Comparing published scientific journal articles to their pre-print versions

Springer Science and Business Media LLC - Tập 20 - Trang 335-350 - 2018
Martin Klein1, Peter Broadwell2, Sharon E. Farb3, Todd Grappone2
1Los Alamos National Laboratory, Los Alamos, USA
2University of California, Los Angeles, Los Angeles, USA
3University of California-Los Angeles, Los Angeles, USA

Tóm tắt

Academic publishers claim that they add value to scholarly communications by coordinating reviews and contributing and enhancing text during publication. These contributions come at a considerable cost: US academic libraries paid $$\$1.7$$ billion for serial subscriptions in 2008 alone. Library budgets, in contrast, are flat and not able to keep pace with serial price inflation.
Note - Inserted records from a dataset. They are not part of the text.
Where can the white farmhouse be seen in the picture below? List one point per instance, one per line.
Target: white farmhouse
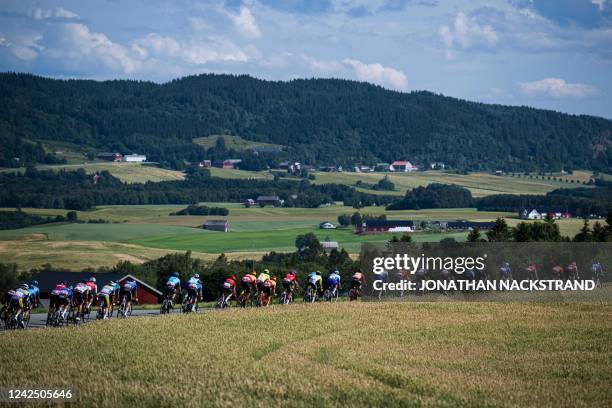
(134, 158)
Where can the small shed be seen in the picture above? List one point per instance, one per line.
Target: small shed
(217, 225)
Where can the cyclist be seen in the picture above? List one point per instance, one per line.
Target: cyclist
(532, 271)
(262, 279)
(558, 271)
(93, 289)
(248, 283)
(21, 303)
(34, 294)
(54, 299)
(357, 281)
(572, 271)
(333, 283)
(290, 283)
(194, 291)
(106, 295)
(315, 280)
(173, 285)
(81, 296)
(128, 290)
(230, 284)
(269, 289)
(506, 272)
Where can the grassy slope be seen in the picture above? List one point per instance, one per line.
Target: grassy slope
(127, 172)
(480, 184)
(231, 142)
(150, 232)
(360, 354)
We have investigated the publishers’ value proposition by conducting a comparative study of pre-print papers from two distinct science, technology, and medicine corpora and their final published counterparts. This comparison had two working assumptions: (1) If the publishers’ argument is valid, the text of a pre-print paper should vary measurably from its corresponding final published version, and (2) by applying standard similarity measures, we should be able to detect and quantify such differences. Our analysis revealed that the text contents of the scientific papers generally changed very little from their pre-print to final published versions. These findings contribute empirical indicators to discussions of the added value of commercial publishers and therefore should influence libraries’ economic decisions regarding access to scholarly publications.